Inside out – Mars 2014

Street Art
Étiquettes :

Il faut être patient.

Et dans ce monde où tout va vite, où l’on court pour le profit, pour la gloire, pour l’argent, où l’immédiateté est de rigueur, tout s’inverse avec le projet INSIDE OUT. Prendre le temps. Discuter avec ses voisins de file. Se réjouir du soleil. Faire quelques pas. Sortir son journal. Jouer aux cartes (mince j’ai oublié le jeu de tarot). Appeler ses ami(e)s pour leur dire de venir. Avancer encore. Et surtout être patient.

D’ailleurs plusieurs stratégies se mettent en place : les solitaires qui s’occupent comme ils peuvent, avec un journal gratuit, avec leur téléphone; les malins qui arrivent après et retrouvent une connaissance qui fait déjà la queue; les passionnés qui l’ont déjà fait et qui recommencent; le groupe de jeunes qui seront trop dans le coup une fois avec leur photo en mode JR; les curieux qui ne font que passer et qui, surpris, demandent « Mais vous attendez pourquoi? ».

Les discussions aussi sont surprenantes : sur le beau temps, sur la photographie, sur l’artiste, sur la nouvelle paire de chaussures achetée pendant les soldes, sur la pose à tenir au moment de prendre le cliché, sur ce qu’il reste à faire d’ici la fin de semaine.

Au loin, les portraits en noir et blanc, avec un fond à pois, sortent doucement du véhicule et s’étalent sur le parvis de la Basilique de Saint Denis.

Certains abandonnent. Mais peu. Un père de famille attend devant moi pour ces enfants, qui eux courent de partout. Certain(e)s ont travaillé leur style, ont accessoirisé leur tête d’un chapeau, d’un bonnet, de maquillage, de boucles d’oreille. Le rideau noir du camion s’ouvre et se ferme. Encore une demi heure.

Les deux jeunes femmes derrière moi finissent par se poser LA question : Est ce que JR est là? Est il dans le camion? Et l’une de répondre « je ne l’ai pas vu. Normalement il a des lunettes noires et un chapeau ». Comme quoi, le camouflage est efficace et précède celui qui le porte.

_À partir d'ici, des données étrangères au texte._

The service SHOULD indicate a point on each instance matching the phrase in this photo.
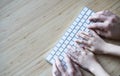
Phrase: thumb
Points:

Plus que huit personnes. Les enfants sont revenus. Excités à l’idée d’avoir une photo géante d’eux mais ne voulant surtout pas que les gens puissent la voir. Mon tour, enfin (après 2h d’attente). Monter dans le camion. Baisser au maximum le siège. 5 secondes. Regarder l’objectif. 4,3,2,1… Je sors. Moins d’une minute plus tard, ma photo apparait sur le côté du véhicule. Elle descend. Ma tête. Puis elle glisse.

2eme question cruciale, existentielle : garder la photo ou aller la coller avec les autres? J’ai choisi de ne pas m’attacher à l’objet et de laisser vivre mon portrait à côté des autres, sur le parvis de la basilique. Les jeunes derrière moi ont choisi l’autre option. Peut être ont-elles tendance à vouloir être le centre de l’attention ou sujettes à se sur-estimer. « Comme ça on pourra la montrer aux ami(e)s ». « Fais un selfie sur la photo ». Quelle mise en abîme, un selfie dans un autoportrait.

Ça y est. Ma photo est collée. Parmi tant d’autres.

Le projet INSIDE OUT se déroule dans le cadre de rénovation de plusieurs monuments nationaux.